World Cancer Day 2017: Medical Technologies are helping prevent premature deaths

Arlington, VA, USA, 4 February 2017 — Today is World Cancer Day 2017, and DITTA is honoured to support its ambition of significantly reducing the illnesses and premature deaths caused by cancer by 2020 (1). DITTA is also proud to highlight the increasingly important role that medical technologies play in achieving these goals, by improving prevention, screening, early diagnosis, treatment, care and palliation of cancers.
DITTA member companies develop and manufacture medical imaging, Digital Health and radiotherapy technologies and solutions that are constantly improving the entire cancer care pathway. They are continuously investing in research to make screening and treatment more effective, affordable and accessible to the widest possible population.
DITTA Chair Patrick Hope says: “Our organisation fully supports the aims of World Cancer Day. We believe that it is vital to maintain the widest public focus on this disease and to raise awareness of the continuing advances in treatment. It will help ensure policymakers and payers make full use of all available innovative technologies and treatments.” He continued: “Realising the full potential of modern medical technologies will contribute in maximising the benefits from earlier, accessing to more accurate diagnoses and to the improved outcomes this will bring. It is vital that as many patients as possible have access to modern diagnostic tests, early screening, and treatment.”

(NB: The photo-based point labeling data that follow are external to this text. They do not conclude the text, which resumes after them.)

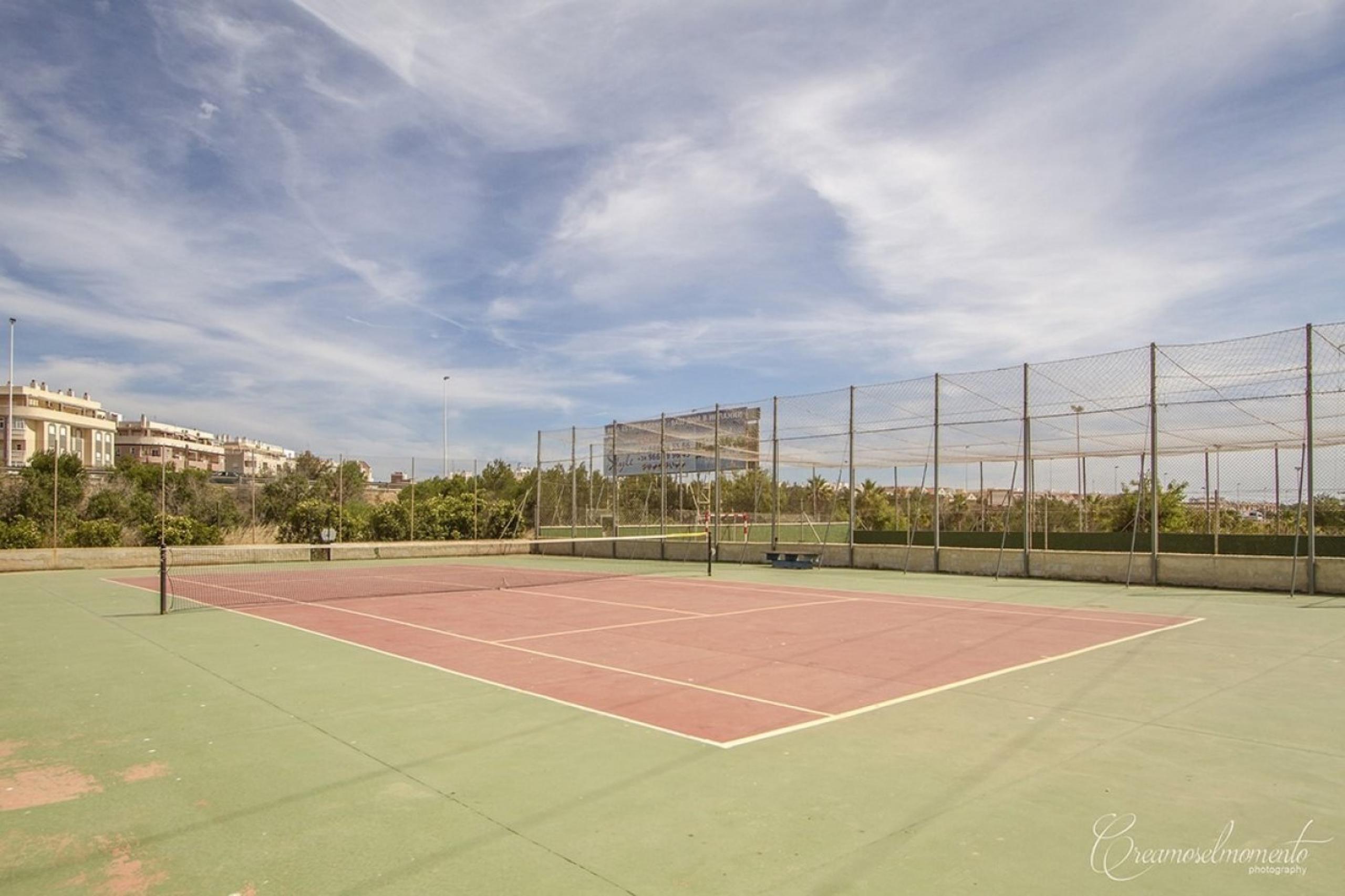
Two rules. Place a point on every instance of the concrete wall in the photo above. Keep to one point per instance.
(1197, 571)
(37, 559)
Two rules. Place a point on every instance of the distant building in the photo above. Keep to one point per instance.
(252, 458)
(174, 447)
(45, 419)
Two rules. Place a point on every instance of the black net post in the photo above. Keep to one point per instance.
(163, 578)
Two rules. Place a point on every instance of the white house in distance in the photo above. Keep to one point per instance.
(175, 447)
(252, 458)
(45, 419)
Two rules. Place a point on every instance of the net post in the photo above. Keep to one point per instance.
(56, 502)
(851, 465)
(616, 493)
(1153, 463)
(1027, 478)
(163, 578)
(775, 473)
(1308, 465)
(715, 504)
(664, 486)
(938, 502)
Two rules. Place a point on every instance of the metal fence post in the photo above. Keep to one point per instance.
(575, 493)
(715, 502)
(616, 492)
(664, 485)
(775, 473)
(1308, 467)
(851, 463)
(1153, 463)
(938, 502)
(1027, 480)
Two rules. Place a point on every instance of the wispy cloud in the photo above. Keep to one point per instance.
(287, 220)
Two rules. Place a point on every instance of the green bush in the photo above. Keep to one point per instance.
(95, 533)
(389, 523)
(19, 533)
(306, 521)
(181, 530)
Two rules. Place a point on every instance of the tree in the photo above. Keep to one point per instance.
(35, 493)
(1118, 512)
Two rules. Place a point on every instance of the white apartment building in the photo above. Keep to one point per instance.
(45, 419)
(252, 458)
(175, 447)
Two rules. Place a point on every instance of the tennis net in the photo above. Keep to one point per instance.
(258, 575)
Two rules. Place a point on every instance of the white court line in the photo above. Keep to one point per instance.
(951, 603)
(452, 672)
(525, 650)
(729, 744)
(587, 600)
(939, 689)
(656, 622)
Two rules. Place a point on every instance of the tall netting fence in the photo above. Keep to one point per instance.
(1231, 447)
(1223, 447)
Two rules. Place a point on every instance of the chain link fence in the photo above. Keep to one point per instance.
(1234, 447)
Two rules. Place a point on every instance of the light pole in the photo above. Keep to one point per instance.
(8, 423)
(1079, 465)
(446, 428)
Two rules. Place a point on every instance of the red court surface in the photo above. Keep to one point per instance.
(720, 662)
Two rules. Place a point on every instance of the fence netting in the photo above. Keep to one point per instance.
(1208, 443)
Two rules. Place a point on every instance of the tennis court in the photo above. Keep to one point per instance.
(664, 645)
(541, 723)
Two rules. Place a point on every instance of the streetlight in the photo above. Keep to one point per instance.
(8, 423)
(446, 428)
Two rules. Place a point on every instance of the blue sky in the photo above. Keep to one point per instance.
(291, 220)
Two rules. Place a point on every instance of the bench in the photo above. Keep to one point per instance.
(793, 560)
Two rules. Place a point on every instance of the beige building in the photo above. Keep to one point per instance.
(252, 458)
(175, 447)
(45, 419)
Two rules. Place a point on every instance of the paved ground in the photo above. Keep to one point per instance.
(210, 753)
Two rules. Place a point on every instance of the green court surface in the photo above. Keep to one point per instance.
(214, 753)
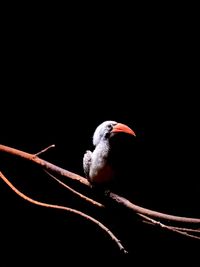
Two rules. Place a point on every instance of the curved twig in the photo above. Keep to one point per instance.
(49, 166)
(179, 230)
(102, 226)
(97, 204)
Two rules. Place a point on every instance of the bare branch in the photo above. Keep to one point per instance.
(102, 226)
(121, 200)
(182, 231)
(97, 204)
(151, 213)
(45, 164)
(44, 150)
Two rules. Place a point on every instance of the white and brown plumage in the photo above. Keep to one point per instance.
(100, 166)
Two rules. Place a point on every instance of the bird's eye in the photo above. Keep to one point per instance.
(107, 134)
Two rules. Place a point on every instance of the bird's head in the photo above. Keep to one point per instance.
(109, 128)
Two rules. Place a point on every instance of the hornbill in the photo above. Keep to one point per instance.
(111, 157)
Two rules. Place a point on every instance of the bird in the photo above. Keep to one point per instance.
(111, 155)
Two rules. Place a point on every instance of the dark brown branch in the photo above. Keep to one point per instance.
(152, 213)
(103, 227)
(49, 166)
(45, 164)
(97, 204)
(179, 230)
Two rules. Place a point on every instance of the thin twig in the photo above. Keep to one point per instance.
(151, 213)
(97, 204)
(179, 230)
(103, 227)
(44, 150)
(121, 200)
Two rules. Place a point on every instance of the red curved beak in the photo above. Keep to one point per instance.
(120, 127)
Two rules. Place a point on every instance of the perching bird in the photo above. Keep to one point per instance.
(111, 156)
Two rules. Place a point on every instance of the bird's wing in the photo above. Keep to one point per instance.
(87, 162)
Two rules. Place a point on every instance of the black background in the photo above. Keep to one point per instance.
(61, 77)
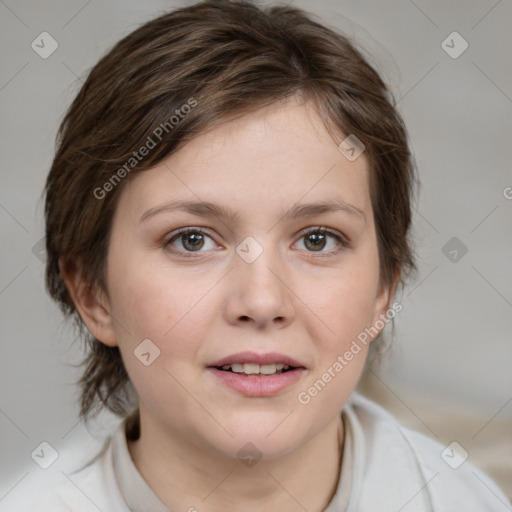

Medical imaging is increasingly important in advancing and improving cancer treatments. Powerful and effective non-invasive technologies make screening increasingly effective. This is driving earlier detection and intervention, improving outcomes and survival rates. Medical imaging also helps validate whether highly-targeted precision therapies are proving effective, allowing patients to have their treatments adjusted for the best available outcomes. Meanwhile, advances in radiotherapy are allowing care teams to treat and manage disease with increasing accuracy while reducing radiation doses at the same time. Combinations of modern imaging techniques and radiotherapy allow tumours to be targeted with previously unimagined levels of accuracy.
Meanwhile, the increasing power of Digitalisation in health is improving the care flow and the patient journey. Ability to share data quickly, in a safe way and accurately between all stakeholders in the patients’ care – including the patients themselves - is making true multidisciplinary care a reality. The efficiencies that Digital solutions bring to healthcare, particularly in the management of complex conditions such as cancer, will increasingly free up limited resources and allow more patients to benefit.